Workspace One UEM setup
Integrate UEM Console with VMware Identity Manager
This guide assumes the UEM Console integration with VMware Identity Manager has been completed.
Configure and deploy certificate through Workspace One UEM
Integrate with CA and Cert Template, make sure you meet the below guidelines.
Steps:
Subject Name
- CN={DeviceUid}
Add SAN Type:
- Email Address : {EmailAddress}
- User Principal Name: {UserPrincipalName}
VMware Identity Manager setup
Configure “Certificate (Cloud Deployment)” as Authentication Method
Configure Certificate auth as the authentication method.
Steps:
In the VMware Identity Manager Console:
- Identity & Access Management > Authentication Methods > Certificate (Cloud Deployment).
- Enable Certificate Adapter.
- Upload Root and intermediate CA certificates – must match the CA integration from Workspace One UEM.
- Set User Identifier Search Order: email | upn | subject.
- Tip: You can troubleshoot which one to use by setting the identifier search to each one individually, test authentication, and view what we are pulling from the certificate by viewing the Audit Report in the vIDM Console: under Dashboards > Reports.
- I recommend unchecking all the other boxes for troubleshooting purposes.
Enable Built-in Identity Provider to use Certificate (Cloud Deployment)
Steps:
In the VMware Identity Manager Console:
- Identity & Access Management > Identity Providers
- Open the “Built-In” provider.
- Enable “Certificate (Cloud Deployment)” as one of the authentication methods.
Set Policy Rule for Android to use Certificate & Device Compliance as authentication
Configure authentication policy for Android to Certificate (Cloud Deployment) & Device Compliance.
Steps:
In the VMware Identity Manager Console:
- Identity & Access Management > Policies > Create a New Policy.

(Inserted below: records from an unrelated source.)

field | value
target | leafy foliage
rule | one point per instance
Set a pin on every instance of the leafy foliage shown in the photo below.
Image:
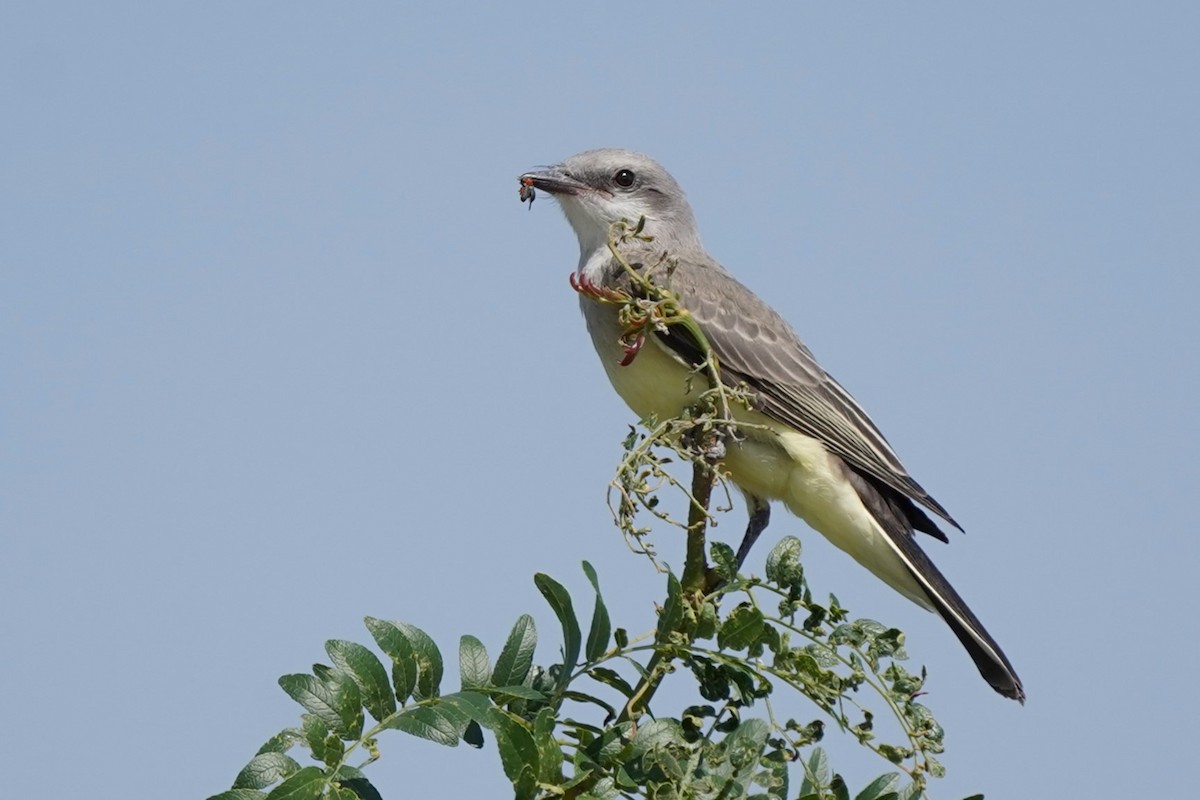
(749, 644)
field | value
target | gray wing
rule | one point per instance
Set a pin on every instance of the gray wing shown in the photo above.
(755, 346)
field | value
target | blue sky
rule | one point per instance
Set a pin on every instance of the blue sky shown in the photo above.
(280, 349)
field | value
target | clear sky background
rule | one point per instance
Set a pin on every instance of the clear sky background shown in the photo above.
(280, 349)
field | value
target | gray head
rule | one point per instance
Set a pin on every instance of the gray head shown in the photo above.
(599, 187)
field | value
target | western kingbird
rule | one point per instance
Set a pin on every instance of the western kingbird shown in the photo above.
(807, 443)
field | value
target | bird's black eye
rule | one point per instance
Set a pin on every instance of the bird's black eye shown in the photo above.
(624, 178)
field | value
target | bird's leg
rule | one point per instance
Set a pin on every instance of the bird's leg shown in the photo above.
(760, 516)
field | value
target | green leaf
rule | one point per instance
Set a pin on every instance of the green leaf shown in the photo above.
(745, 744)
(515, 692)
(516, 659)
(361, 788)
(550, 753)
(316, 734)
(611, 678)
(346, 698)
(429, 661)
(467, 707)
(784, 566)
(397, 647)
(430, 722)
(515, 744)
(581, 697)
(239, 794)
(561, 601)
(672, 609)
(282, 741)
(473, 663)
(601, 626)
(306, 785)
(885, 785)
(525, 787)
(816, 773)
(741, 629)
(367, 672)
(657, 733)
(315, 696)
(264, 770)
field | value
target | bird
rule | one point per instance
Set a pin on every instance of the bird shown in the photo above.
(803, 440)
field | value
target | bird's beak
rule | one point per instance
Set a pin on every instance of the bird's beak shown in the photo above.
(555, 180)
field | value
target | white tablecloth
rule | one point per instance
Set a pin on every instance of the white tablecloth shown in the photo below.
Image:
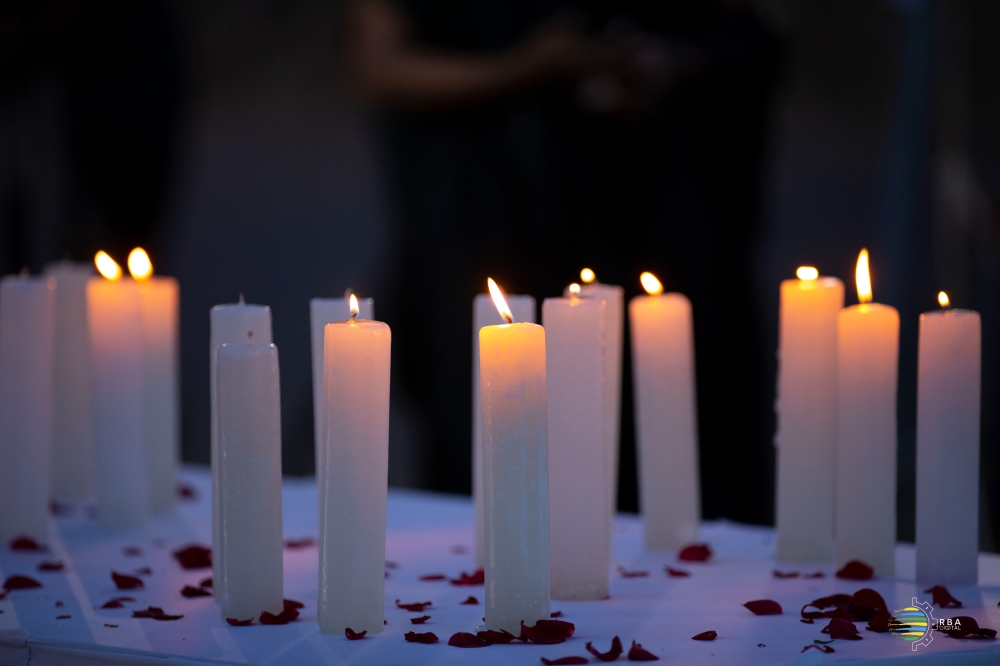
(424, 530)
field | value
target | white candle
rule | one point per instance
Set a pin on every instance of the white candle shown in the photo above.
(249, 402)
(353, 482)
(868, 360)
(948, 397)
(159, 302)
(229, 324)
(26, 348)
(807, 416)
(118, 399)
(71, 437)
(515, 472)
(665, 414)
(579, 533)
(484, 313)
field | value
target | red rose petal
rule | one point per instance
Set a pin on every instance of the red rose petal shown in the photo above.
(465, 639)
(126, 582)
(194, 556)
(476, 578)
(611, 655)
(20, 583)
(639, 653)
(856, 570)
(763, 607)
(942, 597)
(191, 592)
(696, 552)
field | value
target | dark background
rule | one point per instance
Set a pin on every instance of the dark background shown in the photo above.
(223, 136)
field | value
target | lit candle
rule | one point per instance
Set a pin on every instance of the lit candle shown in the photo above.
(807, 415)
(665, 415)
(484, 313)
(26, 346)
(249, 403)
(579, 533)
(515, 471)
(121, 479)
(71, 437)
(868, 359)
(159, 302)
(229, 324)
(948, 397)
(353, 481)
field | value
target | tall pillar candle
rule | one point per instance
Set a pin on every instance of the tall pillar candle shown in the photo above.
(121, 481)
(249, 405)
(579, 532)
(353, 481)
(665, 415)
(515, 473)
(26, 346)
(868, 360)
(71, 436)
(948, 400)
(484, 313)
(229, 324)
(807, 416)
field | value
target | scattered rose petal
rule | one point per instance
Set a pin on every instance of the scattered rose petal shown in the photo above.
(639, 653)
(155, 613)
(942, 597)
(696, 552)
(625, 573)
(465, 639)
(20, 583)
(856, 570)
(477, 578)
(611, 655)
(194, 556)
(763, 607)
(126, 582)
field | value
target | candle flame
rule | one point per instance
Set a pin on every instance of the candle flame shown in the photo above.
(499, 301)
(652, 285)
(107, 266)
(139, 264)
(863, 278)
(806, 273)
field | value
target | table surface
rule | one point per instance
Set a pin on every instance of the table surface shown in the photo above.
(427, 534)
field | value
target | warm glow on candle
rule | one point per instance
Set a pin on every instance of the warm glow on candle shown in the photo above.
(652, 285)
(139, 264)
(499, 301)
(863, 278)
(806, 273)
(107, 266)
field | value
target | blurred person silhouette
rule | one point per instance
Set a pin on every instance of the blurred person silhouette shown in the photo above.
(525, 140)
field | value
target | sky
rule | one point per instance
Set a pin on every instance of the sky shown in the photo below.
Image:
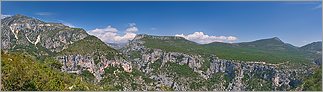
(297, 23)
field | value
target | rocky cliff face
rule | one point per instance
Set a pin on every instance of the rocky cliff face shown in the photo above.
(19, 31)
(138, 67)
(236, 75)
(42, 39)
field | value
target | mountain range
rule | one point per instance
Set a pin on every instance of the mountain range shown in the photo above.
(67, 58)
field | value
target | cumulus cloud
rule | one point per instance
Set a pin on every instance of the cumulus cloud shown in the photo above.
(110, 34)
(318, 6)
(202, 38)
(132, 28)
(4, 16)
(44, 13)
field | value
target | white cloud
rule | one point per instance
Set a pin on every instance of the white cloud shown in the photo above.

- Set the policy to apply to the relevant application you are testing.
- Configure a Policy Rule for Android, and set authenticate using:
- Certificate (Cloud Deployment), and
- Device Compliance (with AirWatch).
Troubleshooting
Validate correct certificate is on the device
Validate correct certificate is on the device.
The Subject Name of certificate should be CN={DeviceUid}.
The SAN should match the Email or UPN in VMware Identity Manager, and should match the User Identifier Search set in the Authentication Method setup.
- Tip: iOS devices show the certificate’s full SAN attributes. You can enroll an iOS device, receive the Certificate from UEM, and validate the SAN values are correct.
Ensure correct Policy Rule is being activated
Check that other Policy Rules, including the default Policy, are not interfering with the authentication process.
You can edit the Error Messages that show up
For troubleshooting purposes, remove all other authentication methods from the policy, so that you are only testing Certificate auth.
Set correct User Identifier Search Order (email | upn | subject)
You can troubleshoot which one to use by setting the identifier search to each one individually, test authentication, and view what we are pulling from the certificate by viewing the Audit Report in the vIDM Console: under Dashboards > Reports.
Review Audit Events
In VMware Identity Manager, under Dashboard > Reports > Adit Events > Show, you can view the recent authentication attempts. Look through the Events for events similar to:
- LOGIN_ERROR failed
- LOGIN (Certificate (Cloud Deployment))
- LOGIN (Certificate (Cloud Deployment), Device Compliance (with AirWatch))
- LOGIN failed
The details of the events should show if VMware Identity Manager was able to pull the User from the certificate, or whether the correct policy rule was used, or if the login failed or succeeded.